- Supreme Court of the United States

Decided June 18, 2026
- Full case name: Hunter v. United States
- Docket no.: 24-1063
- Citations: 608 U.S. ___ (more)

Holding
- An appeal waiver included in a plea bargain is unenforceable when it would result in a miscarriage of justice.

Court membership
- Chief Justice John Roberts Associate Justices Clarence Thomas · Samuel Alito Sonia Sotomayor · Elena Kagan Neil Gorsuch · Brett Kavanaugh Amy Coney Barrett · Ketanji Brown Jackson

Case opinions
- Majority: Kagan, joined by Roberts, Alito, Sotomayor, Gorsuch, Kavanaugh, Barrett, Jackson
- Concurrence: Gorsuch, joined by Sotomayor, Jackson
- Concurrence: Kavanaugh, joined by Alito, Barrett
- Concurrence: Barrett
- Dissent: Thomas

= Hunter v. United States =

Hunter v. United States, , was a United States Supreme Court case in which the court held that an appeal waiver included in a plea bargain is unenforceable when it would result in a miscarriage of justice. That is, "when it would leave in place the kind of egregious error that would bring the judicial system into disrepute."

==Background==

Munson Hunter III was charged with 10 counts of bank and wire fraud for a years-long scheme costing various financial institutions about half a million dollars. He entered into a written plea agreement with the government under which he pleaded guilty to one count of aiding and abetting wire fraud in exchange for dismissal of the remaining nine charges and a promise not to prosecute him for the described conduct in the future. The agreement included an appeal waiver under which Hunter waived the right to appeal his conviction and sentence, except that he did not waive the right to raise a claim of ineffective assistance of counsel. The agreement further provided that "any modification" of its terms "must be in writing and signed by all parties." The federal District Court accepted the plea after deeming it knowing and voluntary.

At sentencing, the probation office recommended that as a condition of supervised release Hunter be required to participate in a mental-health treatment program and take all mental-health medications prescribed by his treating physician. Hunter objected to the mandatory-medication part of that condition. The District Court told Hunter that if "the treatment provider prescribes drugs, you should take them," while also telling Hunter that he could "address" any future dispute about medication "to the probation officer" or, if needed, "to me." The District Court then imposed a sentence of 51 months in prison followed by three years of supervised release, including the contested medication condition. At the close of the hearing, the court told Hunter: "All right. You have a right to appeal. If you wish to appeal, [your trial counsel] will continue to represent you." When asked if either party wished to say anything else, Hunter's lawyer said "Nothing from the defense," and the prosecutor replied: "Your Honor, I believe—well, no. I—no."
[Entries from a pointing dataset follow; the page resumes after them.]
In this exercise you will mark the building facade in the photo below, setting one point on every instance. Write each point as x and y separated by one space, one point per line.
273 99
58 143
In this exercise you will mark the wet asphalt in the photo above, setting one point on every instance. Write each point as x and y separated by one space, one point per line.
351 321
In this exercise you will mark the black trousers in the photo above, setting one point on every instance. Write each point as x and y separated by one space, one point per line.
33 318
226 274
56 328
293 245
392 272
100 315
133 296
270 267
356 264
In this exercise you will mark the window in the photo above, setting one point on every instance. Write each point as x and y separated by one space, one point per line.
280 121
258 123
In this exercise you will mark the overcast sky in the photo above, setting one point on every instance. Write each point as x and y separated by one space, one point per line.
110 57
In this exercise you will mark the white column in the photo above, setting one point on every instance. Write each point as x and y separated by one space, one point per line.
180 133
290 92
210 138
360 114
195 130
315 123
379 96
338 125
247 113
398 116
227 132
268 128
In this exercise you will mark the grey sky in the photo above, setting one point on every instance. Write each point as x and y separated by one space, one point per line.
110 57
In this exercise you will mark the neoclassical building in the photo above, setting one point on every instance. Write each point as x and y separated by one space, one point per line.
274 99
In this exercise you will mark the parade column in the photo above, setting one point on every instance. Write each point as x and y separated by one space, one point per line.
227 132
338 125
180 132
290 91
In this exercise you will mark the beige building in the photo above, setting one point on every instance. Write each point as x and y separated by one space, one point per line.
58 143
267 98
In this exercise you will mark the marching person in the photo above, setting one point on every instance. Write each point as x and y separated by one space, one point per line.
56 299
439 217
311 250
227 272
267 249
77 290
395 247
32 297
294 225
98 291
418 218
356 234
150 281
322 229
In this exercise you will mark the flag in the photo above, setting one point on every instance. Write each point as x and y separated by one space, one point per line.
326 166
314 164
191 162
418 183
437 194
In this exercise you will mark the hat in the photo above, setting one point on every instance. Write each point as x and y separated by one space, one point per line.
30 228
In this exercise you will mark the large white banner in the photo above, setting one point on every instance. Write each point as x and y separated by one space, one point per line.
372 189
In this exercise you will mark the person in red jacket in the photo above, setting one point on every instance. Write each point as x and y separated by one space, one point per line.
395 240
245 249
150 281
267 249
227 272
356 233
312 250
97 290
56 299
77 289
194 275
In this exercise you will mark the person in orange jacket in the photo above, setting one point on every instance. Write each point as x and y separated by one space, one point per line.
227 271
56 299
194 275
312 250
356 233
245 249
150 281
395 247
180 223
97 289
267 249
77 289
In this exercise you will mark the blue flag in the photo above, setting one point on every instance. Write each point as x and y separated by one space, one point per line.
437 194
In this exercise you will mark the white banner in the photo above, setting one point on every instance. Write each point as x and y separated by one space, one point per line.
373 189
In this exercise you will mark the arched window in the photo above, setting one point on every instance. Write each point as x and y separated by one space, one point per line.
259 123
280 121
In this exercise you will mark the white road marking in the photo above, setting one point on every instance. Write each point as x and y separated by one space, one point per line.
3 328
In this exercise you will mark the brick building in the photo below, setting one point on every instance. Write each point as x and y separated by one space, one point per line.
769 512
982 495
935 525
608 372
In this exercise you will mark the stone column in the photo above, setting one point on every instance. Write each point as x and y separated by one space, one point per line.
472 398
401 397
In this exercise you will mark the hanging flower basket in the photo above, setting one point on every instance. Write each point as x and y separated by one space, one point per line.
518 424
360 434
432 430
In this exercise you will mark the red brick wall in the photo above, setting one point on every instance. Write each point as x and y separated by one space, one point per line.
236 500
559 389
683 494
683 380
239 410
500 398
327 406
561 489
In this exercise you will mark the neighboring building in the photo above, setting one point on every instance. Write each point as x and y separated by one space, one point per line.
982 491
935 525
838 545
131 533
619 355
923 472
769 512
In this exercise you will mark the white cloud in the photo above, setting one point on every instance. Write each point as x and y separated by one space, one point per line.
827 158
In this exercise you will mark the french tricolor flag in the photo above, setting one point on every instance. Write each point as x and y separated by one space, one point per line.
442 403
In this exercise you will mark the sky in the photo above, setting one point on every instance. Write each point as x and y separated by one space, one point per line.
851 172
Hunter appealed, challenging the mandatory-medication condition as infringing on his "fundamental due process liberty interest in being free of unwanted mental health medication." The government sought dismissal based on the appeal waiver. Hunter acknowledged he had knowingly and voluntarily signed the waiver but argued that an appeal waiver is unenforceable when the disputed aspect of a sentence violates a fundamental constitutional right, and alternatively that the District Court's statement at sentencing about appeal rights, along with the prosecutor's failure to object, voided the waiver. The Court of Appeals for the Fifth Circuit dismissed the appeal, holding that the District Court's misstatement "did not impact the validity of the appeal waiver" and that under Circuit precedent the "general rule" that appeal waivers are enforceable has only two exceptions: when the waiver was tainted by ineffective assistance of counsel and when the sentence exceeded the statutory maximum. Because neither exception applied, the Fifth Circuit held that Hunter's appeal could not go forward.

The Supreme Court granted certiorari.

==Opinion of the court==

The Supreme Court issued an opinion on June 18, 2026.

Justice Gorsuch's concurrence, joined by Justices Sotomayor and Jackson, discussed systemic issues regarding the plea bargaining process. He recounted that the trial court had not just sentenced Hunter based on the conduct the he had admitted (a single theft of $38,648.77); it sentenced him based on the totality of the conduct of which he had been accused (several thefts totaling $488,352.25). This increased Hunter's sentence significantly. Gorsuch summarized this by observing that "A guilty plea to a single charge enabled prosecutors to secure a punishment based on other charges they had agreed to drop or had not even brought." He then discussed the development of the plea bargaining process over the twentieth century, from something considered highly unusual to a practice the Supreme Court described as "highly desirable" in Santobello v. New York (1971). He concluded, "Today, the Court finally begins to correct course, taking an important step toward reining in appeal waivers. It is not a solution to all of plea bargaining’s excesses, and perhaps not even those associated with appeal waivers. But it is a start."